Alex and Mary, both in their mid-forties, had just celebrated the tenth anniversary of Consulting, Inc., their market consulting business. The next morning, before going to work, Mary suffered a heart attack while jogging and died later that day. Alex suddenly lost his long-time business associate. What’s more, after the estate was settled, he found himself with a new co-owner – Mary’s husband.
The result was chaos. Mary’s husband had little interest or experience in running the firm. He needed cash for living expenses and asked Alex to buy out his interest in the business. But because most of his assets were tied up in the business, Alex was short of cash. Unfortunately, Alex and Mary’s husband were left with little choice but to sell the company on short notice for just a fraction of what they had hoped for.
How could this fictional disaster have been avoided? A buy-sell agreement and proper funding could have saved their business while providing needed income for Mary’s family after her death. Buy-sell agreements lay out how ownership will change hands and how the transfer will be paid for in case of a co-owner’s death, disability or retirement. Typically, the agreement provides for the purchase of the departing shareholder’s stock by the surviving shareholders or the company itself.

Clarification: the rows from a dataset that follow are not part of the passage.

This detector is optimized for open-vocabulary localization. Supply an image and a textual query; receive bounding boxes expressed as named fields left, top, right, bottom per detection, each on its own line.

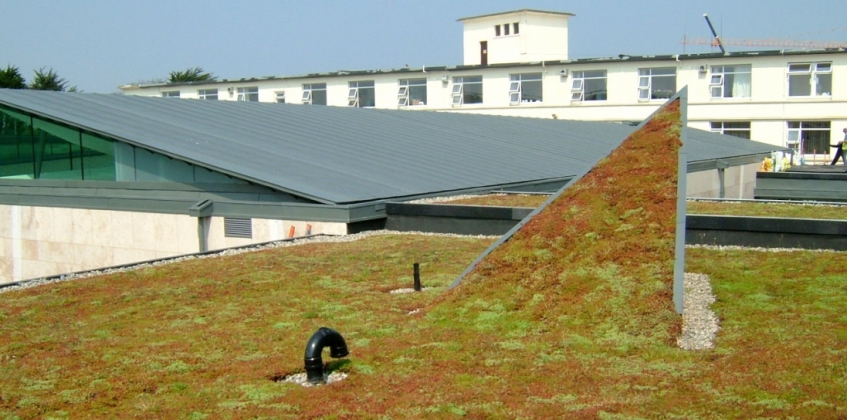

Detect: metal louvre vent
left=224, top=217, right=253, bottom=239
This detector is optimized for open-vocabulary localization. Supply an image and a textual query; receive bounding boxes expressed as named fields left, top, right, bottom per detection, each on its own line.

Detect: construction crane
left=681, top=14, right=847, bottom=54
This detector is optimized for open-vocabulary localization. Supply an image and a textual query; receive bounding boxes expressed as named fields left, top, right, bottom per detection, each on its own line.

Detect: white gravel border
left=0, top=230, right=499, bottom=293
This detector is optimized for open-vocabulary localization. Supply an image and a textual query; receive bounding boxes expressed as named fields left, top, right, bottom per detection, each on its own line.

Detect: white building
left=120, top=9, right=847, bottom=158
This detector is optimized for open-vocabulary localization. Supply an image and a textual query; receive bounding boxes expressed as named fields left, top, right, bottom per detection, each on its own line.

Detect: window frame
left=571, top=69, right=609, bottom=102
left=347, top=80, right=376, bottom=108
left=235, top=86, right=259, bottom=102
left=786, top=61, right=833, bottom=98
left=709, top=64, right=753, bottom=100
left=450, top=75, right=485, bottom=107
left=197, top=89, right=220, bottom=101
left=509, top=72, right=544, bottom=106
left=785, top=120, right=832, bottom=155
left=709, top=121, right=753, bottom=140
left=300, top=83, right=327, bottom=105
left=397, top=77, right=429, bottom=107
left=638, top=67, right=678, bottom=102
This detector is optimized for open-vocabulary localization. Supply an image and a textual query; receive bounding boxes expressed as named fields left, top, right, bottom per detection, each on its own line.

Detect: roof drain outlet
left=304, top=327, right=350, bottom=384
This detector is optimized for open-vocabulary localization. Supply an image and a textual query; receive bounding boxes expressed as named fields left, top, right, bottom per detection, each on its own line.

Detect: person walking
left=830, top=128, right=847, bottom=165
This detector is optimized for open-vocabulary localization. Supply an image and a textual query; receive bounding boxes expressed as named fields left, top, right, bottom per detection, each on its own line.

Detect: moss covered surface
left=444, top=194, right=847, bottom=220
left=445, top=101, right=681, bottom=349
left=0, top=101, right=847, bottom=419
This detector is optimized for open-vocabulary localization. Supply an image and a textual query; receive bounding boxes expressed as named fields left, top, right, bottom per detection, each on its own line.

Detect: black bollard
left=414, top=263, right=421, bottom=292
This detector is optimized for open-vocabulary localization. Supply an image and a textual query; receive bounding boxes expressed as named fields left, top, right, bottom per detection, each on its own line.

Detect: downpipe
left=304, top=327, right=350, bottom=384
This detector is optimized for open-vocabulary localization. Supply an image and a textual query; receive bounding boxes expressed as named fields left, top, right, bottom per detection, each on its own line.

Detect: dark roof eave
left=118, top=48, right=847, bottom=89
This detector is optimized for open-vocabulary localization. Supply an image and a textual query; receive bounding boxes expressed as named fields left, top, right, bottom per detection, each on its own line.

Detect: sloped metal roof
left=0, top=89, right=777, bottom=204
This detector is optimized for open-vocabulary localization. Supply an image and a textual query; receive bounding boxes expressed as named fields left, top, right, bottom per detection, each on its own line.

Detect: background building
left=120, top=9, right=847, bottom=159
left=0, top=89, right=774, bottom=283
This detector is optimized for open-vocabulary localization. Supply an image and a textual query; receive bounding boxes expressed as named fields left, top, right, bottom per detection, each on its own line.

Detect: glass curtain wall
left=0, top=107, right=115, bottom=181
left=0, top=106, right=246, bottom=184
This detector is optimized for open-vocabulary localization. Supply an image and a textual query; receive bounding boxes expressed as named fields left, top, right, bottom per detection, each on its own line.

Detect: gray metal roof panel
left=0, top=89, right=774, bottom=203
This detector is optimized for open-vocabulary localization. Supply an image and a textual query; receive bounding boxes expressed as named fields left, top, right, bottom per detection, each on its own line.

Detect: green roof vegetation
left=0, top=235, right=847, bottom=419
left=0, top=99, right=847, bottom=419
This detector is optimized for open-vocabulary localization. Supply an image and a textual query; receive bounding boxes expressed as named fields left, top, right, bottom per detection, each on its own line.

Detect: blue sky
left=0, top=0, right=847, bottom=93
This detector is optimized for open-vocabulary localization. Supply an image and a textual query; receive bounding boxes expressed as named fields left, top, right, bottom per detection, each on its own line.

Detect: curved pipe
left=304, top=327, right=350, bottom=383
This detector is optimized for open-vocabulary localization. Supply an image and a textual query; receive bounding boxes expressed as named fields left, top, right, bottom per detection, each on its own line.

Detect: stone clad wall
left=0, top=205, right=347, bottom=284
left=685, top=163, right=760, bottom=200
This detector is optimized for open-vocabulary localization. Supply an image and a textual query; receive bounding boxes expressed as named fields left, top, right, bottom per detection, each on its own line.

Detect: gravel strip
left=278, top=372, right=347, bottom=387
left=676, top=273, right=720, bottom=350
left=0, top=230, right=499, bottom=293
left=406, top=193, right=506, bottom=204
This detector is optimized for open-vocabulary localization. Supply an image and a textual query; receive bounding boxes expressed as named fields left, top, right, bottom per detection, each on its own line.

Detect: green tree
left=29, top=67, right=68, bottom=92
left=0, top=64, right=26, bottom=89
left=168, top=67, right=217, bottom=83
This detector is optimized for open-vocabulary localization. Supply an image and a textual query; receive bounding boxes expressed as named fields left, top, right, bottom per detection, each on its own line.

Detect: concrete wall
left=685, top=163, right=760, bottom=199
left=0, top=205, right=347, bottom=284
left=462, top=11, right=570, bottom=65
left=124, top=50, right=847, bottom=152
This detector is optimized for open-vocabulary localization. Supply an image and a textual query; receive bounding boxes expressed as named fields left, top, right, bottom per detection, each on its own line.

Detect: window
left=785, top=121, right=831, bottom=155
left=638, top=67, right=676, bottom=101
left=302, top=83, right=326, bottom=105
left=197, top=89, right=218, bottom=101
left=709, top=64, right=751, bottom=98
left=788, top=63, right=832, bottom=96
left=238, top=86, right=259, bottom=102
left=347, top=80, right=376, bottom=108
left=397, top=78, right=426, bottom=106
left=509, top=73, right=543, bottom=105
left=0, top=106, right=117, bottom=181
left=711, top=121, right=750, bottom=140
left=452, top=76, right=482, bottom=106
left=571, top=70, right=606, bottom=102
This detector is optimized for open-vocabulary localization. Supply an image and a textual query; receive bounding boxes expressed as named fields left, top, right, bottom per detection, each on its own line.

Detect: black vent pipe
left=304, top=327, right=350, bottom=384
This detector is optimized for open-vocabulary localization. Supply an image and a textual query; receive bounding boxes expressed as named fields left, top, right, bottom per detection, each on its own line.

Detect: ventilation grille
left=224, top=217, right=253, bottom=239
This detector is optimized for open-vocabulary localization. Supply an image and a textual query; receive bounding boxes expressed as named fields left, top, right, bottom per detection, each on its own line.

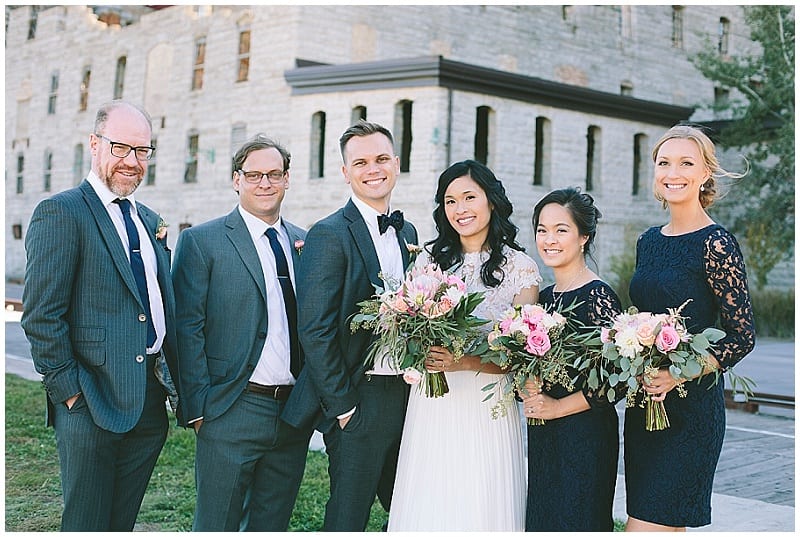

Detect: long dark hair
left=425, top=160, right=525, bottom=287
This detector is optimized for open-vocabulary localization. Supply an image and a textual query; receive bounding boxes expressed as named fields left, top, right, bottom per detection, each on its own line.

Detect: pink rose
left=656, top=325, right=681, bottom=352
left=636, top=321, right=656, bottom=347
left=525, top=330, right=550, bottom=356
left=600, top=327, right=611, bottom=343
left=403, top=367, right=422, bottom=384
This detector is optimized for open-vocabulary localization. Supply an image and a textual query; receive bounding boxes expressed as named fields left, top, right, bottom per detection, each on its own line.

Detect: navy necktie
left=378, top=211, right=403, bottom=235
left=265, top=227, right=303, bottom=379
left=114, top=198, right=156, bottom=348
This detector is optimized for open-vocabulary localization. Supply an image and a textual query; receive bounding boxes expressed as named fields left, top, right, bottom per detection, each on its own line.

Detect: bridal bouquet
left=350, top=263, right=488, bottom=397
left=483, top=303, right=599, bottom=425
left=590, top=301, right=749, bottom=431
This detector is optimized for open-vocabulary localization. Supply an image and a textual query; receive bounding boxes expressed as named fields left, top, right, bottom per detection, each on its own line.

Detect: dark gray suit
left=173, top=207, right=313, bottom=531
left=22, top=181, right=178, bottom=531
left=283, top=201, right=417, bottom=531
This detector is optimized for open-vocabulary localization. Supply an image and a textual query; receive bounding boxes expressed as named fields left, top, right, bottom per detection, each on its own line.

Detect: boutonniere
left=156, top=218, right=169, bottom=241
left=406, top=242, right=422, bottom=263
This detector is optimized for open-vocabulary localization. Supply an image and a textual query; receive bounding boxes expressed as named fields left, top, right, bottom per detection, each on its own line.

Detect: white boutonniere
left=156, top=218, right=169, bottom=241
left=406, top=242, right=422, bottom=263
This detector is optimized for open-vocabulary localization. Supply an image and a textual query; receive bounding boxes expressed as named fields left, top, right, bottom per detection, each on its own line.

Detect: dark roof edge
left=284, top=56, right=694, bottom=126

A buy-sell agreement and its proper funding may achieve several goals: avoid liquidation of the business; facilitate an orderly continuation of the business; replace lost business income for a deceased owner’s heirs; set a purchase price that can fix the estate tax value of the decedent’s stock; and provide evidence to customers and creditors of the firm’s stability.
Buy-sell agreements can help protect your business and your family. Seek the guidance of a professional financial adviser who can identify the various issues and considerations that will help determine what type of buy-sell agreement makes the most sense for you.